Jeudi 18 octobre 2012
Partis encore plus tôt que d’habitude, nous prenons la direction de Saint Louis pour une visite touristique.
Cette ville, en cours de restauration, est classée au patrimoine mondial de l’Unesco.
La tranquillité des quartiers aux maisons typiques de l’époque coloniale contraste avec l’animation du quartier des pêcheurs.


Le fleuve Sénégal traverse la ville avant se jeter dans l’océan. Son eau y est douce trois mois de l’année et salée six mois.
Vendredi 19 octobre 2012
Après une nuit dans un hôtel en bordure de mer, nous partons pour Lompoul.

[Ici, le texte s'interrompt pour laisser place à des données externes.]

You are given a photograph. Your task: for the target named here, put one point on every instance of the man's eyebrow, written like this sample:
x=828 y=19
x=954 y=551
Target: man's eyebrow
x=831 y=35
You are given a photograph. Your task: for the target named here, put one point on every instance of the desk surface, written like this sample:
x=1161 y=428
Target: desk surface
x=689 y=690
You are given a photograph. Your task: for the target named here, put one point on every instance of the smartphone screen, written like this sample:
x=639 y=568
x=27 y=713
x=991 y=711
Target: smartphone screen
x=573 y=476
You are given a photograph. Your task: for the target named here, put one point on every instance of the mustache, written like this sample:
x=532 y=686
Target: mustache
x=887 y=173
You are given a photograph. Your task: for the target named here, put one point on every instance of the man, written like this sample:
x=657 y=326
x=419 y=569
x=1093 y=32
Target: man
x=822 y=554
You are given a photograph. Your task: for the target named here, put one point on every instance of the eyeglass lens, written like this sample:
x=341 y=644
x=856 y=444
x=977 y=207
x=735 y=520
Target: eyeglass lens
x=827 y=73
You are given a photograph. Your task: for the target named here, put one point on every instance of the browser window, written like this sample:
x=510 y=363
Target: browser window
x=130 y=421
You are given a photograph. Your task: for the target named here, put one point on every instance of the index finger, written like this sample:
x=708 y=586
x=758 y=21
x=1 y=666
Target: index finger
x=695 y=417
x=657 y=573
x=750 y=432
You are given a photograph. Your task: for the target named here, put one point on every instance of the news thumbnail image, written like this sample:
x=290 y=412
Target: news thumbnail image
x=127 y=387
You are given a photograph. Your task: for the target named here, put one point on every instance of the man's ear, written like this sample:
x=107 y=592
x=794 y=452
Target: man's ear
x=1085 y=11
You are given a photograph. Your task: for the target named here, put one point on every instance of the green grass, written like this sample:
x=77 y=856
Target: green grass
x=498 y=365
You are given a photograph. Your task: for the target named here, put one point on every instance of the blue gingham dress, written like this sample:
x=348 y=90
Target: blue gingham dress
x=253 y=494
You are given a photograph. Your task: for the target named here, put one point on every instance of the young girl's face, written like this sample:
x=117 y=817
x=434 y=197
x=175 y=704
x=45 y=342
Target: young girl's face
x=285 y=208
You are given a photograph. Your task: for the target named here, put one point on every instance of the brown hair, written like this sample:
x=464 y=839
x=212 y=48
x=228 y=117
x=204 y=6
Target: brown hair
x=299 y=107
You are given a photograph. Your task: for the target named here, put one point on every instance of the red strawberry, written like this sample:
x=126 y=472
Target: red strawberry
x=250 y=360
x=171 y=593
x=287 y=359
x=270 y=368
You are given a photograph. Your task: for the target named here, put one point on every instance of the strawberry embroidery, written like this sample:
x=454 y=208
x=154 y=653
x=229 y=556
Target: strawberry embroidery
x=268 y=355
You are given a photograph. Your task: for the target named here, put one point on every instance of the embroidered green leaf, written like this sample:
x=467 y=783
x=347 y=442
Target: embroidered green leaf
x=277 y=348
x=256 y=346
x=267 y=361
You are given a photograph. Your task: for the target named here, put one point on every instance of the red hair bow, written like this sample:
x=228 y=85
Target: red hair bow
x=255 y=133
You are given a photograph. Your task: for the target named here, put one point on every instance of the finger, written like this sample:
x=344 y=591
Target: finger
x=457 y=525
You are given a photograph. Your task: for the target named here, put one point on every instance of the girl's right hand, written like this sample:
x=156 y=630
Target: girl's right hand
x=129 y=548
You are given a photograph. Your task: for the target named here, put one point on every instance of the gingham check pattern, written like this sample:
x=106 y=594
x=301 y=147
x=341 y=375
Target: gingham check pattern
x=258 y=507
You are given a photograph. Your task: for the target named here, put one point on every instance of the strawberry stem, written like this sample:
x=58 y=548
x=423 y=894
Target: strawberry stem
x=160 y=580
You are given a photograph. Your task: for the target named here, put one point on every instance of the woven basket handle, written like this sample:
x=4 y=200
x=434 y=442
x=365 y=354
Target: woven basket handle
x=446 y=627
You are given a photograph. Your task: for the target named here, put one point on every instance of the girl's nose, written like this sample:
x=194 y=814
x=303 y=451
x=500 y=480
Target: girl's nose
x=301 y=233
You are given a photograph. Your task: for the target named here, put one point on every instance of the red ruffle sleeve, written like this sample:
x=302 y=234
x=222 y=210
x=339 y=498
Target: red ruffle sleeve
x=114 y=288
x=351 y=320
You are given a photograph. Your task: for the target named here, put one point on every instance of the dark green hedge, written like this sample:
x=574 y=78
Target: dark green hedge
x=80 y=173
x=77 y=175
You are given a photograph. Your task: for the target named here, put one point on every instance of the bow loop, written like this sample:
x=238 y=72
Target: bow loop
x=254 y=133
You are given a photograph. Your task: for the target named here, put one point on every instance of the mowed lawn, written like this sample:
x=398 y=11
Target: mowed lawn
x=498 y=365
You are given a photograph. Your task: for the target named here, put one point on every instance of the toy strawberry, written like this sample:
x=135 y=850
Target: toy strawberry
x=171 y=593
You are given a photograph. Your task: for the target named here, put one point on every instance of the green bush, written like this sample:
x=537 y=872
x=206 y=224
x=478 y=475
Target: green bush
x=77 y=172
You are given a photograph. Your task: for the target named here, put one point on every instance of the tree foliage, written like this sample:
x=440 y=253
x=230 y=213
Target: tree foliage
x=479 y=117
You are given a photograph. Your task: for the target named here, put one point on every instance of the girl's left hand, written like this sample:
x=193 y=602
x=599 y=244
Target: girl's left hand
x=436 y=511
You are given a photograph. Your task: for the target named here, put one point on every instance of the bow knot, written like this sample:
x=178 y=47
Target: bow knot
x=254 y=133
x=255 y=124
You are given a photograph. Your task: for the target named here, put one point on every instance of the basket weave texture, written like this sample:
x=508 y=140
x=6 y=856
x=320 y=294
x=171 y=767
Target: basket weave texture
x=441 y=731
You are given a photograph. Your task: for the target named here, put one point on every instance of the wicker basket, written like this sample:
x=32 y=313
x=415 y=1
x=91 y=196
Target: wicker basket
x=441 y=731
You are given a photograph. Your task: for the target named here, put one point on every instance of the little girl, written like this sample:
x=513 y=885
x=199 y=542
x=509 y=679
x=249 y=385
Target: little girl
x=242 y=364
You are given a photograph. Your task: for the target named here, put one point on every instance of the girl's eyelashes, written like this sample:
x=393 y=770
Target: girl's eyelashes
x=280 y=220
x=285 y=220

Un 4X4 nous emmène en direction du campement "Esprit d’Afrique" pour une découverte du désert. Nous y dormirons sous des tentes "Haïyma", nom d’inspiration mauritanienne.
Nous nous promenons dans les dunes, bercés par le balancement des dromadaires.


Le démarrage et l’atterrissage sur ce type de véhicules à deux places sont assez chaotiques quand on n'a pas l'habitude...
Après un diner sous les tentes, la soirée se termine au rythme des djumbés autour d’un feu de camp.
Samedi 20 octobre 2012
Pour remercier les enseignants de leur accueil dans les écoles, nous avons conviés les directeurs d’écoles et quelques instituteurs à un repas que nous avons organisé dans la villa.
Nos deux cuisinières, Awa et Rama, se sont surpassées pour le plus grand plaisir de tous.